La réforme du travail, futur sujet de polémique au Parti socialiste

Les 35 heures, «c’était un projet de société ; on le défendait avec beaucoup d’ardeur, avec beaucoup de conviction». Pour Benoît Hamon, invité de Public Sénat ce jeudi, la réforme du travail annoncée par Myriam El Khomri, et qui induit notamment davantage de flexibilité du temps de travail, n’est pas conforme aux valeurs qu’il a portées au sein du Parti socialiste : «Je m’inquiète aujourd’hui. Dans les mots, dans les concepts, j’ai l’impression que d’autres parlent à la place de nos ministres parfois.»

D’emblée, l’éphémère ministre de l’Education prend donc ses distances avec le gouvernement, dont Ségolène Royal s’est improvisée porte-parole au micro de France Info : «Pourquoi des polémiques sur ce sujet-là ? On voit bien qu’il faut relancer la croissance économique et le dynamisme des entreprises. […] Ce qu’il faut rechercher, c’est à la fois la sécurité des salariés, la protection des droits acquis et des acquis sociaux, et en même temps la souplesse des entreprises. Il n’y a pas de tabou.»

(A partir de 6’35 »)


Pour appuyer son propos, la ministre de l’Environnement prend l’exemple de la «Green Tech» et des start-up : «Ces entreprises, qui sont des jeunes pousses, ont besoin par exemple de beaucoup de souplesse. Il y a une intensité du travail à certains endroits, à certains moments du lancement d’une entreprise.»

Selon la dernière version du projet de loi, la durée maximale d’une journée de travail pourrait passer de dix à douze heures, et les heures supplémentaires n’être rémunérées qu’à hauteur de 10% – contre 25% actuellement, hors cas particulier. Les employeurs pourraient également avoir la possibilité d’imposer des «forfaits jour» aux entreprises de moins de 50 salariés.
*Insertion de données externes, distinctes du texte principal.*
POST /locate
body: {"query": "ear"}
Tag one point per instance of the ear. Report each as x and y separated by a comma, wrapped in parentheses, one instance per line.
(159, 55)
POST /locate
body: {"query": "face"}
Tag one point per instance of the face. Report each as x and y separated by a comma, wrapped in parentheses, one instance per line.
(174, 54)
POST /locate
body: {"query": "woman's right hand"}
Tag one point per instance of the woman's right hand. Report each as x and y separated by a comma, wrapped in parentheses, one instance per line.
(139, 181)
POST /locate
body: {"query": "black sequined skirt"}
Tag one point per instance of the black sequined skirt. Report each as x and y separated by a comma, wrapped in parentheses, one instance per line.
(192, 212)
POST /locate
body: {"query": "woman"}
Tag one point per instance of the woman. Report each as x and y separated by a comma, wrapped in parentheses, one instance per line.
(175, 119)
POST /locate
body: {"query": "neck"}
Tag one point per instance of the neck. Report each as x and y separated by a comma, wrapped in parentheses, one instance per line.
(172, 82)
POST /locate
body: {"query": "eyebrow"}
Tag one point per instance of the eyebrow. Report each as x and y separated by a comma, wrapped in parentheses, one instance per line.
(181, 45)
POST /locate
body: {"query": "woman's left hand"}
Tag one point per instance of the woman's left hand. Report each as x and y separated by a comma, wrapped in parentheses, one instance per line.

Autant d’outils qui, selon Ségolène Royal, devraient rendre la France plus compétitive sur un marché du travail mondialisé : «Avec Emmanuel Macron et Myriam El Khomri, nous travaillons en équipe pour que, justement, on puisse inventer le futur avec des règles contemporaines qui prennent en compte la réalité de la situation économique et des mouvements économiques de la société, et en même temps avec la protection du modèle français et des acquis sociaux.»

Si le projet semble soutenu au sein du gouvernement, il l’est en revanche beaucoup moins au niveau du Parti socialiste. Pour Jean-Christophe Cambadélis, «ce texte n’est pas définitif, et il doit évoluer», le chef de la majorité estimant que le projet rendu public manque d’équilibre : «Ce qui m’importe, c’est l’efficacité pour l’emploi. Et, entre ceux qui ne veulent rien faire et ceux qui veulent tout défaire, il faut la flexisécurité à la française. Et ce texte-là, pour l’instant, ne montre pas son équilibre entre une flexibilité et une sécurité. […] Donc, moi, bien avant de discuter de tel ou tel aspect – dont certains me semblent justes, d’autres discutables – je veux cet équilibre dans le texte.»

(à partir de 6’25 »)

Dubitatif, Jean-Christophe Cambadélis critique notamment un point du projet de loi : «Tout ce qui est dans ce texte sur le licenciement économique est discutable.» De son côté, Benoît Hamon fustige «un mauvais calcul économique». Le député frondeur des Yvelines s’affirme d’accord pour «travailler plus, au sens où on met davantage de gens dans l’emploi», il pointe du doigt les mesures envisagées : «Baisser le tarif des heures supplémentaires, ça fera travailler plus ceux qui sont dans l’entreprise – en étant payé moins qu’avant – mais ça ne fera surtout pas rentrer ceux qui sont à l’extérieur.»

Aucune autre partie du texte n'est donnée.